Дверь из соседней комнаты чуть-чуть отворилась – и в отверстии показалось лицо Зинаиды – бледное, задумчивое, с небрежно откинутыми назад волосами: она посмотрела на меня большими холодными глазами и тихо закрыла дверь.
– Зина, а Зина! – проговорила старуха. Зинаида не откликнулась. Я унес просьбу старухи и целый вечер просидел над ней.
IX
Моя «страсть» началась с того дня. Я, помнится, почувствовал тогда нечто подобное тому, что должен почувствовать человек, поступивший на службу: я уже перестал быть просто молодым мальчиком; я был влюбленный. Я сказал, что с того дня началась моя страсть; я бы мог прибавить, что и страдания мои начались с того же самого дня. Я изнывал в отсутствии Зинаиды: ничего мне на ум не шло, все из рук валилось, я по целым дням напряженно думал о ней… Я изнывал… но в ее присутствии мне становилось не легче. Я ревновал, я сознавал свое ничтожество, я глупо дулся и глупо раболепствовал – и все-таки непреодолимая сила влекла меня к ней – и я всякий раз с невольной дрожью счастья переступал порог ее комнаты. Зинаида тотчас же догадалась, что я в нее влюбился, да я и не думал скрываться; она потешалась моей страстью, дурачила, баловала и мучила меня. Сладко быть единственным источником, самовластной и безответной причиной величайших радостей и глубочайшего горя для другого – а я в руках Зинаиды был как мягкий воск. Впрочем, не я один влюбился в нее: все мужчины, посещавшие ее дом, были от ней без ума – и она их всех держала на привязи – у своих ног. Ее забавляло возбуждать в них то надежды, то опасения, вертеть ими по своей прихоти (это она называла: стукать людей друг о друга) – а они и не думали сопротивляться и охотно покорялись ей. Во всем ее существе, живучем и красивом, была какая-то особенно обаятельная смесь хитрости и беспечности, искусственности и простоты, тишины и резвости; над всем, что она делала, говорила, над каждым ее движением носилась тонкая, легкая прелесть, во всем сказывалась своеобразная, играющая сила. И лицо ее беспрестанно менялось, играло тоже: оно выражало, почти в одно и то же время, – насмешливость, задумчивость и страстность. Разнообразнейшие чувства, легкие, быстрые, как тени облаков в солнечный ветреный день, перебегали то и дело по ее глазам и губам.

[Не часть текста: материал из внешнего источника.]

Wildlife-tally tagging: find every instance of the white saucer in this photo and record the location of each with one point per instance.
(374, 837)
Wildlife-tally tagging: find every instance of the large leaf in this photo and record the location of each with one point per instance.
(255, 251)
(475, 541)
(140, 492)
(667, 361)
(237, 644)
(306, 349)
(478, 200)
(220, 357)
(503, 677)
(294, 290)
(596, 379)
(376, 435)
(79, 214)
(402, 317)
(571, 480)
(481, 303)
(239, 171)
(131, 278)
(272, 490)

Каждый из ее поклонников был ей нужен. Беловзоров, которого она иногда называла «мой зверь», а иногда просто «мой», – охотно кинулся бы за нее в огонь; не надеясь на свои умственные способности и прочие достоинства, он все предлагал ей жениться на ней, намекая на то, что другие только болтают. Майданов отвечал поэтическим струнам ее души: человек довольно холодный, как почти все сочинители, он напряженно уверял ее, а может быть, и себя, что он ее обожает, воспевал ее в нескончаемых стихах и читал их ей с каким-то и неестественным и искренним восторгом. Она и сочувствовала ему и чуть-чуть трунила над ним; она плохо ему верила и, наслушавшись его излияний, заставляла его читать Пушкина, чтобы, как она говорила, очистить воздух.